Sunday, January 29, 2012
ULTIMATE BASEBALL THE GAME
I asked the game creator to give me a non-marketing view of his game. And he delivered. (pdf). On pages 2-3 of his 15 page response(!), he talks about “Gamer-led strategizing”, which is a fantastic feature to consider. I’ve never heard about it being offered in such detail.
Anyway, he’s offering a couple of free trials to me, but I declined, and instead, I will forward that offer to two Straight Arrow readers. This is how you qualify:
1. email me at tom~tangotiger~net
2. be prepared to play this game for several hours, if not dozens of hours
3. be prepared to write a review of this, that I will post to my blog; I want you to be fair, and honest, and review from the perspective of what kind of person would enjoy this game (rather than if YOU enjoyed it or not)
Anyway, I love how much and how detailed he wrote me, easily the longest email response I have ever received on any subject.
UPDATE: Offer has been closed! I got a bunch of emails, so, I’m going to pick out two semi-randomly. I’ll send an email out tonight.


Looks very interesting, but as a 20-year PTP and DLB player (funny that he never mentioned DLB in the email), which I consider the gold standard in this arena, I worry about trying to simulate too many additional variables. Usually, past some point, replicating more variables weakens the simulation, and that puts a real damper on realism. Most hardcore guys bitch and moan about the realism of the game.

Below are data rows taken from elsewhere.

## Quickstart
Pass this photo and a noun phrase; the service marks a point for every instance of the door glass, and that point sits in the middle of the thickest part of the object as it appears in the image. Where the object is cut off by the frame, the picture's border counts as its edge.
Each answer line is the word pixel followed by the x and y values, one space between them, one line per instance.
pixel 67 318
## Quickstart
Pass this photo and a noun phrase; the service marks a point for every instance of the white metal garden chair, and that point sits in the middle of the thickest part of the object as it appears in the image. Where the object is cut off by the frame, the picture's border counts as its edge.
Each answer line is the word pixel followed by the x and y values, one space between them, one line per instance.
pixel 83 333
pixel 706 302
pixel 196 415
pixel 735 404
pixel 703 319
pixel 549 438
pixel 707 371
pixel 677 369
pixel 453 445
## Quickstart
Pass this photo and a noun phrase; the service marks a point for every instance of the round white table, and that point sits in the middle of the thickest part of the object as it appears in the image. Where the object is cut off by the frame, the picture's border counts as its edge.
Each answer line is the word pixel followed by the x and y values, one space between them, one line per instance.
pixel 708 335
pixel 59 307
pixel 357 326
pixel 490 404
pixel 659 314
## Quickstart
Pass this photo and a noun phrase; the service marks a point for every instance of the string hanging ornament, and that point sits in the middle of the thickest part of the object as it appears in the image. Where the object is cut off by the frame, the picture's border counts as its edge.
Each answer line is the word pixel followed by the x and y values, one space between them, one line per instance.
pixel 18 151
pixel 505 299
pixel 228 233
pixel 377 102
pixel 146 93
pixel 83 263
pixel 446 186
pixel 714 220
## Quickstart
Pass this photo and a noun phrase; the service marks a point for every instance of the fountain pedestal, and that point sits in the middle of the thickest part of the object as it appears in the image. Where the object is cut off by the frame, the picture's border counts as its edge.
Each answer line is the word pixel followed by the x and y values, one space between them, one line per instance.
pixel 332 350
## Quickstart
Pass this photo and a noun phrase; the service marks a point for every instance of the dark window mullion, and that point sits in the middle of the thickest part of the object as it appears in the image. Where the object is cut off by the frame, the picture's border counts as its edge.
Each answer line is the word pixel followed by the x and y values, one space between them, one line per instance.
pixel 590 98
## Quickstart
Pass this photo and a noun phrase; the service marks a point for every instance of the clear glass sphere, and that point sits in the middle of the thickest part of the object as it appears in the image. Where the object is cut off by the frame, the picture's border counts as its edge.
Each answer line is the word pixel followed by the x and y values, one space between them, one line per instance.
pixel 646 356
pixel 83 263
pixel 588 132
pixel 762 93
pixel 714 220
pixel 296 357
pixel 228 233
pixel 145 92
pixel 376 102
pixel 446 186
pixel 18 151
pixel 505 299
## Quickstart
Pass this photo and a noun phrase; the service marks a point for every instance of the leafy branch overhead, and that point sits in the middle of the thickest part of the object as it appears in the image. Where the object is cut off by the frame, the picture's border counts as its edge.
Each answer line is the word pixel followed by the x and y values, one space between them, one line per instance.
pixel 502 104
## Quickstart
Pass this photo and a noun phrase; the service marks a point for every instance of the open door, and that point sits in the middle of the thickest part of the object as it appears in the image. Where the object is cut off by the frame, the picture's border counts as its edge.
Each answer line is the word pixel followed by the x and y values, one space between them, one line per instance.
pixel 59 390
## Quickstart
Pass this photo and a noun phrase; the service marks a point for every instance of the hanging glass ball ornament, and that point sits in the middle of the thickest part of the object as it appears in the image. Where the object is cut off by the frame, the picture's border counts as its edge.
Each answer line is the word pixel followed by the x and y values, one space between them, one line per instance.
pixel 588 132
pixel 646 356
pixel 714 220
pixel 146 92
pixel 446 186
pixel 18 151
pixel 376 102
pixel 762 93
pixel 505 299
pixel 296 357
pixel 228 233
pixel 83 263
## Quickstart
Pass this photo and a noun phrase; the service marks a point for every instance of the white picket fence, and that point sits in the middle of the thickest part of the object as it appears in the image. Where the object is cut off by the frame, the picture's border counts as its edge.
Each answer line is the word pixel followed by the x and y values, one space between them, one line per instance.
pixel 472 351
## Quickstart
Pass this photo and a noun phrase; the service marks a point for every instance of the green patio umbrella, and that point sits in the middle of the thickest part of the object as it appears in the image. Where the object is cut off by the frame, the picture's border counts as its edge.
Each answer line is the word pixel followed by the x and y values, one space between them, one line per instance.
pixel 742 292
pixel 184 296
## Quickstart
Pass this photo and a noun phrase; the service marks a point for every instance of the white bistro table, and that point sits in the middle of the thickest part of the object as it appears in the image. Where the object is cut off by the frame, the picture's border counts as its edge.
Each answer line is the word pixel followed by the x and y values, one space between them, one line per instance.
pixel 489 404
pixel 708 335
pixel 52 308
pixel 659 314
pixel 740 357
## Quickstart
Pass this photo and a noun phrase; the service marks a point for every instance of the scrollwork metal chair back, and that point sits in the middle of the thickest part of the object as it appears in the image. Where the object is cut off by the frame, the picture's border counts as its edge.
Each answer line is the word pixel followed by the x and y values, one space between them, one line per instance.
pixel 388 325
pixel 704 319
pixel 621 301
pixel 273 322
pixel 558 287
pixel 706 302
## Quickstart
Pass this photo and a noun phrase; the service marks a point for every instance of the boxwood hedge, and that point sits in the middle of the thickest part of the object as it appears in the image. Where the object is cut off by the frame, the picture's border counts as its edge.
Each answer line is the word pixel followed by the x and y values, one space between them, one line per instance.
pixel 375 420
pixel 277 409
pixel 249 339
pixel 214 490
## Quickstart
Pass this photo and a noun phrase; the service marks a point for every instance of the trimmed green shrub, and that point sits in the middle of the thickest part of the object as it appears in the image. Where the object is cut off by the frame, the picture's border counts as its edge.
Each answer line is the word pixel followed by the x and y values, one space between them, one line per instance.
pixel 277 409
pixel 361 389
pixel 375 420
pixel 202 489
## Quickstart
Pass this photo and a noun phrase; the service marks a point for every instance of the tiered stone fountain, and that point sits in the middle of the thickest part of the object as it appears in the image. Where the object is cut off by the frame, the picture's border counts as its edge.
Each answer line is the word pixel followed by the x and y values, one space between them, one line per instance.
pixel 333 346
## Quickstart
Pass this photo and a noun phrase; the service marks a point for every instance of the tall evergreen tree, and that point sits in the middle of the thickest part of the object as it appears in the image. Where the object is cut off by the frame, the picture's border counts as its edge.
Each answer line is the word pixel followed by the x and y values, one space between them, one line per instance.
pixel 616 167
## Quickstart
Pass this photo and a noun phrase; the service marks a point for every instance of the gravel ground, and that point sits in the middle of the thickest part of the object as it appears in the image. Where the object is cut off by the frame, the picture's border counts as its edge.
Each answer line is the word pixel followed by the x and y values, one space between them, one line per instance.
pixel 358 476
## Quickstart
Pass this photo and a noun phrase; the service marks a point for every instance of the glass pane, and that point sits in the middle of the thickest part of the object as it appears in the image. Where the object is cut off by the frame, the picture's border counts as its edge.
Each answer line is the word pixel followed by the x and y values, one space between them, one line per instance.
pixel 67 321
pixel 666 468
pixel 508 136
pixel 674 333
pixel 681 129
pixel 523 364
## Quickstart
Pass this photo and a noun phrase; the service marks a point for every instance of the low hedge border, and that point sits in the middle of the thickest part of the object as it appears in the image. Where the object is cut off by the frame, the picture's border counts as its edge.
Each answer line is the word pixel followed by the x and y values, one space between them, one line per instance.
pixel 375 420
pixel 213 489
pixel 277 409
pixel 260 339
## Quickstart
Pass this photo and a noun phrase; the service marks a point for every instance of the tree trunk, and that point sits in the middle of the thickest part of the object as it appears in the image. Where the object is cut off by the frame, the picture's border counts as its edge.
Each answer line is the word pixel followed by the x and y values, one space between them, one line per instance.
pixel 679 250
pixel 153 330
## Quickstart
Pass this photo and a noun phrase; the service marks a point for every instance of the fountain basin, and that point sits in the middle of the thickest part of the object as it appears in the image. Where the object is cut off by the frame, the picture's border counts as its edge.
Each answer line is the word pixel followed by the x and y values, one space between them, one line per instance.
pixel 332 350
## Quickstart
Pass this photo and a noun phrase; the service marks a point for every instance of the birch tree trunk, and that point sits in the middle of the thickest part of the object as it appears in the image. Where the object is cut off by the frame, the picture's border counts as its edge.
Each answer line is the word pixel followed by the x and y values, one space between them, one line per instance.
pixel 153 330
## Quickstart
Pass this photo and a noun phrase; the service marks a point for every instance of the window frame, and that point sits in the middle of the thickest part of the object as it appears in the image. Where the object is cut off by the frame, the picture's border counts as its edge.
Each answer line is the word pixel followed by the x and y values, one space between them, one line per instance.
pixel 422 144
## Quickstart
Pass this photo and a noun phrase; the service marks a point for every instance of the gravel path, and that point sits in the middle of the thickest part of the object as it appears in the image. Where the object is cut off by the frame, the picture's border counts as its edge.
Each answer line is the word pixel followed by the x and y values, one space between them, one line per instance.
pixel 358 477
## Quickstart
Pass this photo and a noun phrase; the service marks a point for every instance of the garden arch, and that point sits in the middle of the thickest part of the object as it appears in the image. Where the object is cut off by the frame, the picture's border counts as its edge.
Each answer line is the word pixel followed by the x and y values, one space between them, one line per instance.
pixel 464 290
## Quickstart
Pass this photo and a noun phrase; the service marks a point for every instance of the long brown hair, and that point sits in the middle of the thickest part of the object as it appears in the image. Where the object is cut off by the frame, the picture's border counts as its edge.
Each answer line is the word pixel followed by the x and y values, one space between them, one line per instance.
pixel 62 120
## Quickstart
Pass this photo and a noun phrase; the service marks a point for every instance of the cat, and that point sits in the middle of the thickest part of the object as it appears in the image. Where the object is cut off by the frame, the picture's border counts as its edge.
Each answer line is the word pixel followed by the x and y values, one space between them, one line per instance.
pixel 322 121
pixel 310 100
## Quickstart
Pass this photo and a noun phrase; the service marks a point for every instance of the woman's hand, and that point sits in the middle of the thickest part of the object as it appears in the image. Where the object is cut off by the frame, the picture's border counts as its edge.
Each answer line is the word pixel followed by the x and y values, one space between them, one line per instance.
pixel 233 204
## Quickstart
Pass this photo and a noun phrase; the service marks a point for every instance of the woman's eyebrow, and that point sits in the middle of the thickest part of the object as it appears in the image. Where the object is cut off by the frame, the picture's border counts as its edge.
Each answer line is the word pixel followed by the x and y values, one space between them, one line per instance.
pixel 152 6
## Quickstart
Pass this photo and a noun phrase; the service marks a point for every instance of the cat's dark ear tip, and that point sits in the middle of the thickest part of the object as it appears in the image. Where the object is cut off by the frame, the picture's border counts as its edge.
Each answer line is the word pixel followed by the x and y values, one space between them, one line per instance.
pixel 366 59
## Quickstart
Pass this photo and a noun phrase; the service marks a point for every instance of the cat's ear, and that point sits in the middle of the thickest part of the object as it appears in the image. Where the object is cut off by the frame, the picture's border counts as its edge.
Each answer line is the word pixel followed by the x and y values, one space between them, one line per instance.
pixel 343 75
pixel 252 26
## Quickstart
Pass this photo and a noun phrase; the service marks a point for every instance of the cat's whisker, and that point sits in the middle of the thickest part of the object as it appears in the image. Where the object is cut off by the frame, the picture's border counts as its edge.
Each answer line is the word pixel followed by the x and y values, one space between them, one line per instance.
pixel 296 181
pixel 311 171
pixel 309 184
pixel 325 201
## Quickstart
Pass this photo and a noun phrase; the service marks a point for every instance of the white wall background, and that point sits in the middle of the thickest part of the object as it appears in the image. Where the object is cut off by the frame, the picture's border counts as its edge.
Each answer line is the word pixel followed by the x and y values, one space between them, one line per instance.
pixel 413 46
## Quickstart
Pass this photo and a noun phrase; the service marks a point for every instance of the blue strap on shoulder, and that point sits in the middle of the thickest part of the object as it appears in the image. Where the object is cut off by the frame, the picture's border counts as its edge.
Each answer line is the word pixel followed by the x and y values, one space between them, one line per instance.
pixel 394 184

I do love the idea of fielding difficulty on batted balls. I never quite liked how in DLB you don’t know how difficult it was to handle the ball until after the play is resolved. (I always interpreted a high number as “tough ball to handle” and a low number as “easy play”.)
I didn’t read the whole PDF, but I hope this designer considers a serious improvement to the injury system: separate ratings for frequency and severity. It always bothered me that a guy with a nagging injury (think McGwire’s heal) had the same injury profile as a guy who needed surgery. Part of what makes it tough to manage with a nagging injury is the risk of “can he play today or not?” and having such a player play 40 straight games then be injured for 52 days doesn’t capture that issue.
On that topic, I’d like to see a day-to-day injury system where the duration of the injury is in doubt. We don’t always know that a player will be out for exactly 5 days or exactly 7 days. If it could be 8-12 days, then you might not know for the first 3 or 4 days whether it’s worth putting the player on the DL.
Stealing always seemed too easy, but I don’t know how to deal with that situation.
I wish I had enough time to commit to playing the game. I would probably enjoy it.